Question 9: What is a Pulled Elbow?
- A. Subluxation of proximal radio ulnar joint
- B. Complete separation of the elbow joint
- C. No injury present
- D. Partial dislocation of the radial head (Correct Answer)
Explanation: ***Partial dislocation of the radial head*** - A pulled elbow, also known as **nursemaid's elbow**, specifically refers to a **subluxation of the radial head** from the annular ligament. - This injury typically occurs in young children when their arm is suddenly pulled or jerked, causing the **radial head** to slip out of the **annular ligament**. *Complete separation of the elbow joint* - A complete separation of the elbow joint would involve a **full dislocation** of the humeroulnar or humeroradial joints, a much more severe injury than a pulled elbow. - This would present with more significant deformity and instability compared to the subtle presentation of a pulled elbow. *Subluxation of proximal radio ulnar joint* - While the injury involves the radius and ulna, the specific subluxation in a pulled elbow is that of the **radial head** at the **humero-radial joint**, not primarily the proximal radio-ulnar joint itself. - The focus is on the annular ligament's integrity around the radial head, rather than direct forces acting on the proximal radio-ulnar articulation. *No injury present* - A pulled elbow is a recognized and common **pediatric orthopedic injury** requiring intervention to reduce the radial head. - The child will typically present with pain, refusal to use the affected arm, and a characteristic holding posture.
Question 10: Which of the following is NOT a symptom of carpal tunnel syndrome?
- A. Phalen's sign
- B. Pain & paraesthesia of wrist
- C. Tinel sign
- D. Ulnar nerve dysfunction (Correct Answer)

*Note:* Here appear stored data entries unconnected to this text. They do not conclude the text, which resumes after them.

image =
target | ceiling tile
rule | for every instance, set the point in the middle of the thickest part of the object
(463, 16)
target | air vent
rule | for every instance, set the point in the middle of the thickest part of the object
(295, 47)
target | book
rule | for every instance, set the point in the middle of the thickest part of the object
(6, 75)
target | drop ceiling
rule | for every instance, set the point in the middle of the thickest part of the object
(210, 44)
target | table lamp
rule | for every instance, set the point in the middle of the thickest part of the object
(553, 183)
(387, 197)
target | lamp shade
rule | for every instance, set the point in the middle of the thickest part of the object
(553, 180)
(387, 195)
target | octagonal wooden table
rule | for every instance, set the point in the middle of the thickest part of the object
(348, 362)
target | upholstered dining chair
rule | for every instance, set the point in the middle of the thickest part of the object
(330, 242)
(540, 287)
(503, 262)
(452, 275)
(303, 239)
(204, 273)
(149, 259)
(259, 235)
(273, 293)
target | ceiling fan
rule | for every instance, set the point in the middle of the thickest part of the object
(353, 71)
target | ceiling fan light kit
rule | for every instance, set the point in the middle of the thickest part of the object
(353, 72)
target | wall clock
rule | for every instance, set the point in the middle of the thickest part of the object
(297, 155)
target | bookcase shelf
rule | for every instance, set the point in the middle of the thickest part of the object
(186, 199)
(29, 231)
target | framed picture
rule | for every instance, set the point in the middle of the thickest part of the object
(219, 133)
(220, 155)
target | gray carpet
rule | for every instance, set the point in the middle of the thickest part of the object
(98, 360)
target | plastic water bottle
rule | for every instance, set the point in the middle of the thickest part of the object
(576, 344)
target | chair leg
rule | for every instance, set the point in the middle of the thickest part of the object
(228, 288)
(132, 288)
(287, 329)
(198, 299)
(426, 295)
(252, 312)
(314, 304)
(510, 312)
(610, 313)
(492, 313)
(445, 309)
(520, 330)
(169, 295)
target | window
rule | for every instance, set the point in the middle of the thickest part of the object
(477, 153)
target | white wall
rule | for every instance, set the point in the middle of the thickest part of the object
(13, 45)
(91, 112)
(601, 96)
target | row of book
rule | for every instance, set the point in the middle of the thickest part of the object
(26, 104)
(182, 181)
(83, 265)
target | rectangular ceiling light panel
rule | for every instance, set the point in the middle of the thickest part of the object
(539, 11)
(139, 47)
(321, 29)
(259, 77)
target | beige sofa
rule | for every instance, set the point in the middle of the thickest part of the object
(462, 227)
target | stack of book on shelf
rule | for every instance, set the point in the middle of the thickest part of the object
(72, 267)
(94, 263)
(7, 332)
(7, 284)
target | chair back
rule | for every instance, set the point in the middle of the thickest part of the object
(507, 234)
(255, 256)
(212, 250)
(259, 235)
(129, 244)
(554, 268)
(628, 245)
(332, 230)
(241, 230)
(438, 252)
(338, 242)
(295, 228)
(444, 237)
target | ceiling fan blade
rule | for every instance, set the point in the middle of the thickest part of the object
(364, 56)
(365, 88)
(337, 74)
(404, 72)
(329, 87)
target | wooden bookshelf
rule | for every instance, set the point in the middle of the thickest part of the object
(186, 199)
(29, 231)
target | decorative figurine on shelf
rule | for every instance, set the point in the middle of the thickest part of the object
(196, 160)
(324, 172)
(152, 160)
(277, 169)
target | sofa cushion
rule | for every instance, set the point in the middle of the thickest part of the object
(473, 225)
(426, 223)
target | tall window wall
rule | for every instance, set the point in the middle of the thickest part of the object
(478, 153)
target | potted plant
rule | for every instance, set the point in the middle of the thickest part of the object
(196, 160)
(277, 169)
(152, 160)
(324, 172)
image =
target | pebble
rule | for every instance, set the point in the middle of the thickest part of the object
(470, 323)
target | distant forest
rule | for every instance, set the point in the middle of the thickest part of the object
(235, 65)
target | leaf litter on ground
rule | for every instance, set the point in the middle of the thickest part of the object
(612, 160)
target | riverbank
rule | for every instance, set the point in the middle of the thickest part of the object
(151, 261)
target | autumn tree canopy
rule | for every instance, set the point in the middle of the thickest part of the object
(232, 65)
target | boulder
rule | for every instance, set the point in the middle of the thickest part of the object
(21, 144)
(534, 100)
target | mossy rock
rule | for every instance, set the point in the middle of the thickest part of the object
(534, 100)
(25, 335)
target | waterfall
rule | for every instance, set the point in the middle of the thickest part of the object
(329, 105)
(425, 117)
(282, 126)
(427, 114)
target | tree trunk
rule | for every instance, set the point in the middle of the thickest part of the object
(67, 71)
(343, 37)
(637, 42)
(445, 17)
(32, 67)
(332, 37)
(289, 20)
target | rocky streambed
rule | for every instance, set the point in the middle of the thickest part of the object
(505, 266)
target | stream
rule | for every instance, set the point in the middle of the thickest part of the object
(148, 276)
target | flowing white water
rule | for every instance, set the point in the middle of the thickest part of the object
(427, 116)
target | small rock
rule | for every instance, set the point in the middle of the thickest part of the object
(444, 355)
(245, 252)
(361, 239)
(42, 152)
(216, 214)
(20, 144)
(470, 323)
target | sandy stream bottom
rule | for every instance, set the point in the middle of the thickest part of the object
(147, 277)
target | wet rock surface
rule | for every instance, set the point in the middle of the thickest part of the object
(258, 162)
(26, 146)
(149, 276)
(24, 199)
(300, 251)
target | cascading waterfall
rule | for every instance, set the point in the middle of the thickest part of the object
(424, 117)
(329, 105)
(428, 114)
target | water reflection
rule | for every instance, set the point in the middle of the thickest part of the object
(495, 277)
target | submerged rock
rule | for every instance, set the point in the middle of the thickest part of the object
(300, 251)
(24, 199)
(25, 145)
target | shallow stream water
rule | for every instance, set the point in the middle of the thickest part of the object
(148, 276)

Explanation: ***Ulnar nerve dysfunction*** - Carpal tunnel syndrome specifically involves compression of the **median nerve**, not the ulnar nerve. - Symptoms related to the median nerve include numbness and tingling in the **thumb, index, middle, and radial half of the ring finger**, along with **thenar muscle wasting**. *Tinel sign* - The **Tinel sign** is a common physical examination finding in carpal tunnel syndrome, elicited by tapping over the **median nerve** at the wrist. - A positive sign involves tingling or electric shock-like sensations in the **median nerve distribution**. *Phalen's sign* - **Phalen's sign** is another classic physical maneuver used to diagnose carpal tunnel syndrome, where exaggerated wrist flexion for 60 seconds reproduces symptoms. - This maneuver increases pressure within the **carpal tunnel**, exacerbating median nerve compression. *Pain & paraesthesia of wrist* - **Pain and paraesthesia (numbness and tingling)** in the wrist and hand are hallmark symptoms of carpal tunnel syndrome. - These symptoms are often worse at night or with repetitive hand movements, reflecting **median nerve irritation**.